In this way, AI can facilitate more affordable healthcare and education (or football quality), which are not in the hands of elites who monopolize the knowledge necessary to make decisions, whether in an operating room or a classroom. If we combine this with the demographic trends that are occurring, in the future there will not be a shortage of jobs, but rather there will be a lack of people who can work, although as in the past, jobs will disappear and new ones will emerge.
The problem is not the disappearance of work, but the dignity and remuneration of working people. The human decision will be irreplaceable. That is why self-driving cars have failed, because they do not know how to make quick decisions when reality is changing. The role of AI is not to drive a car, but to assist in driving.
The unique opportunity that AI offers humanity is to reverse the shrinking trend of the mass of decent-wage workers: to expand the relevance, reach and value of human experience to a broader set of tasks. Not only could this reduce income inequality and the costs of key services such as healthcare and education, but it could also help restore the quality, prestige and prominence that too many people and jobs have lost. This alternative path is not an inevitable or intrinsic consequence of AI development. However, for David Autor (in line with other economists such as Dani Rodrik or Daron Acemoglu) it is technologically plausible, economically coherent and morally convincing.

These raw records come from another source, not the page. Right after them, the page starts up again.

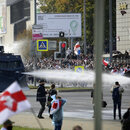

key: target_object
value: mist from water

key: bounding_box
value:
[24,70,130,84]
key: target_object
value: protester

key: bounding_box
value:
[36,80,47,118]
[50,95,66,130]
[1,120,14,130]
[111,82,124,120]
[47,84,57,118]
[121,108,130,130]
[72,125,83,130]
[91,83,95,118]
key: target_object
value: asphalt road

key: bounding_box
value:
[24,86,130,120]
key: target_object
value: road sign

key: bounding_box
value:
[37,39,48,51]
[36,13,82,38]
[75,66,84,73]
[30,41,42,58]
[48,41,57,50]
[32,25,43,41]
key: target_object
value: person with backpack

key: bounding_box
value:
[47,84,57,119]
[111,82,124,120]
[121,107,130,130]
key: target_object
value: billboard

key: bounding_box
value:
[0,0,7,34]
[32,25,43,41]
[36,13,81,38]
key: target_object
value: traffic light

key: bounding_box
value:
[61,42,66,58]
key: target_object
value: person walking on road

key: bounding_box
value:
[47,84,57,118]
[50,95,66,130]
[111,82,124,120]
[1,119,14,130]
[121,108,130,130]
[36,80,47,119]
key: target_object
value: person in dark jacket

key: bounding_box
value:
[36,80,47,118]
[47,84,57,118]
[111,81,124,120]
[121,108,130,130]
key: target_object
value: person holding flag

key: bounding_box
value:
[0,82,31,124]
[50,95,66,130]
[74,42,80,56]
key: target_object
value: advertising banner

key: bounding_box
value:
[32,25,43,41]
[37,13,82,38]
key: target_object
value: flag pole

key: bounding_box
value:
[31,108,44,130]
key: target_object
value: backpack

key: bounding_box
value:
[112,87,120,101]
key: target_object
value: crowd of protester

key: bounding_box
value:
[24,51,130,75]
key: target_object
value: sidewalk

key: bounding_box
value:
[11,113,121,130]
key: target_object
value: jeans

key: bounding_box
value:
[54,120,62,130]
[38,101,46,117]
[113,100,121,119]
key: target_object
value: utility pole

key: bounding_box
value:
[83,0,87,55]
[109,0,113,64]
[94,0,104,130]
[34,0,37,86]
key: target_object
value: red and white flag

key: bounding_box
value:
[50,99,61,114]
[0,82,31,124]
[102,59,109,66]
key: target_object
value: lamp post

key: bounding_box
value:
[34,0,37,86]
[84,0,87,55]
[109,0,113,64]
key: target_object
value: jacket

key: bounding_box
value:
[36,85,47,102]
[110,85,124,100]
[52,99,66,123]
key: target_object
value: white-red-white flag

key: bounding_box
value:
[0,82,31,124]
[102,59,109,66]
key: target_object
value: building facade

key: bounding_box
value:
[116,0,130,53]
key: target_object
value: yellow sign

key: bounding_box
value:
[37,39,48,51]
[119,2,128,10]
[75,66,84,73]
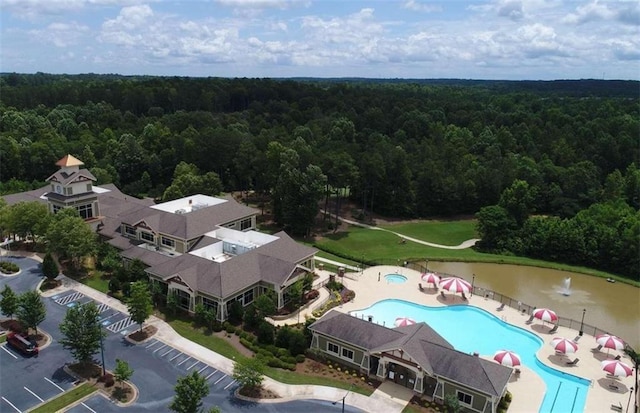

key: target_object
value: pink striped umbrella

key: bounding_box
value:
[596,334,624,354]
[420,272,440,285]
[440,277,471,293]
[551,337,578,354]
[533,308,558,323]
[493,350,521,367]
[394,317,416,327]
[600,360,633,377]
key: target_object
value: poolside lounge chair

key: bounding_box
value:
[566,357,580,366]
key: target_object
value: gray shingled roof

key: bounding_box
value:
[309,310,512,397]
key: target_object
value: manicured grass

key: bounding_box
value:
[31,383,98,413]
[169,320,372,396]
[380,219,478,246]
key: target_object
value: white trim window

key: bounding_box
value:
[327,341,340,354]
[140,231,156,242]
[160,236,176,248]
[457,390,473,406]
[342,347,353,360]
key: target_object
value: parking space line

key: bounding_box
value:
[0,344,18,360]
[153,344,167,354]
[22,386,44,402]
[2,396,22,413]
[44,377,64,392]
[81,403,98,413]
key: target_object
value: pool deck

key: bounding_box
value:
[292,266,634,413]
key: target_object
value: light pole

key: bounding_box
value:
[331,384,353,413]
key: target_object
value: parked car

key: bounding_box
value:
[7,331,39,356]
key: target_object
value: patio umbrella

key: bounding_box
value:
[440,277,471,294]
[596,334,624,354]
[551,337,578,354]
[394,317,416,327]
[493,350,521,367]
[600,360,633,377]
[533,308,558,323]
[420,272,440,286]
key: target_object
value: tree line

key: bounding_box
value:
[0,74,640,276]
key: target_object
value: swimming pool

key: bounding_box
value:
[384,274,407,284]
[351,299,590,413]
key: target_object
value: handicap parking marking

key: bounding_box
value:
[2,396,22,413]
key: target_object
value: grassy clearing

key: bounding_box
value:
[169,319,371,396]
[31,383,98,413]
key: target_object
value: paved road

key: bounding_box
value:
[0,257,361,413]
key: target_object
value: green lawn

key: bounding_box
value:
[31,383,98,413]
[169,319,372,396]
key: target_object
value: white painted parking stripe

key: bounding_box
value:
[22,386,44,402]
[44,377,64,392]
[2,396,22,413]
[0,344,18,359]
[153,344,167,354]
[82,403,98,413]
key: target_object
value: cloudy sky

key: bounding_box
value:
[0,0,640,80]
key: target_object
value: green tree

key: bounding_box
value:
[127,281,153,331]
[113,359,133,387]
[42,252,60,281]
[0,285,20,319]
[17,291,47,334]
[169,370,209,413]
[233,357,265,390]
[60,302,106,363]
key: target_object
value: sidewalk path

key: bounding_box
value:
[316,211,480,249]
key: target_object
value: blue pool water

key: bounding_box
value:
[351,300,590,413]
[384,274,407,284]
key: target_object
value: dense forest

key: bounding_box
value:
[0,73,640,278]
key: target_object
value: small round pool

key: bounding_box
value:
[384,274,407,284]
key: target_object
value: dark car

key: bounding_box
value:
[7,331,39,356]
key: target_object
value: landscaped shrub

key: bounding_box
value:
[0,261,20,274]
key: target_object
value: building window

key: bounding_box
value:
[76,204,93,219]
[327,343,340,354]
[458,390,473,406]
[124,224,138,238]
[342,347,353,360]
[240,218,251,231]
[160,237,176,248]
[140,231,156,242]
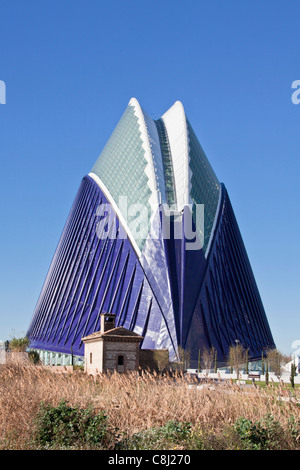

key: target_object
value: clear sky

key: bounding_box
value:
[0,0,300,354]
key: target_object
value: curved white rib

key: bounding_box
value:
[89,172,141,258]
[162,101,190,211]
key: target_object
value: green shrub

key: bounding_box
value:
[234,414,284,450]
[35,400,109,447]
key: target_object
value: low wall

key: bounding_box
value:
[139,349,169,372]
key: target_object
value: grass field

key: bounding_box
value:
[0,365,300,450]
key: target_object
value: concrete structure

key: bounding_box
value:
[27,98,275,367]
[82,314,143,375]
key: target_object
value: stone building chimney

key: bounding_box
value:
[101,313,116,333]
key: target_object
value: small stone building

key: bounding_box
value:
[82,313,143,375]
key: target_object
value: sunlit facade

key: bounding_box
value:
[28,98,275,364]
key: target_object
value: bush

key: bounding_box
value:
[234,414,284,450]
[35,400,109,448]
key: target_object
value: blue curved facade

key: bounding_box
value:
[27,100,275,364]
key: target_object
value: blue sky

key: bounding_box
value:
[0,0,300,354]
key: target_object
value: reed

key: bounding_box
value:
[0,365,300,449]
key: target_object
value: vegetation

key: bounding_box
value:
[9,336,29,352]
[0,363,300,450]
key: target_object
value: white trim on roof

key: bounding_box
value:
[162,101,190,211]
[89,172,141,258]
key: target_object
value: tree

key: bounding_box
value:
[178,346,191,372]
[9,336,29,352]
[228,342,246,379]
[267,348,283,379]
[290,362,297,388]
[202,347,215,371]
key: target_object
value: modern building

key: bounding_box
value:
[28,98,275,365]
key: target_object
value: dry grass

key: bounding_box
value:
[0,365,300,449]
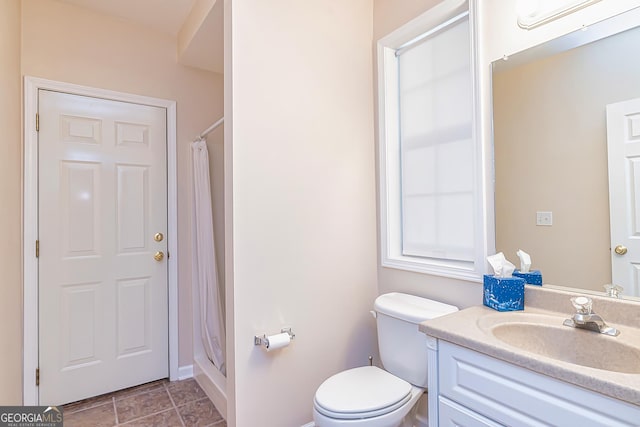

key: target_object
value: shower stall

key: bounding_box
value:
[191,118,227,418]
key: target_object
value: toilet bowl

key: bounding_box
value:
[313,366,425,427]
[313,293,458,427]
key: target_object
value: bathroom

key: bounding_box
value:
[0,0,640,426]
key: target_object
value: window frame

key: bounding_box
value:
[377,0,490,282]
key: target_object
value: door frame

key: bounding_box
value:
[22,76,178,405]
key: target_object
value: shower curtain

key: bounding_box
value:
[191,139,226,374]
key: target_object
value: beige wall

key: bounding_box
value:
[22,0,223,374]
[225,0,377,426]
[493,29,640,291]
[0,0,22,405]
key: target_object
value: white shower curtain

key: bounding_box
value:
[191,139,226,374]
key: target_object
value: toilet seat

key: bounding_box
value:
[314,366,412,420]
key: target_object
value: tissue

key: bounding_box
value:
[516,249,531,273]
[482,252,525,311]
[487,252,516,277]
[513,249,542,286]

Recognizing this potential, we should not ask what AI will do for us, but what we want it to do for us.
The article does not make a prediction, but rather points out a possibility. The same technology can have different uses depending on how institutions and incentives develop. Just as nuclear energy can be used to make atomic bombs or to produce energy without contributing to climate change, AI can be used to enrich a small minority, or to pit elites against each other, or to improve the life and work experience of the vast majority.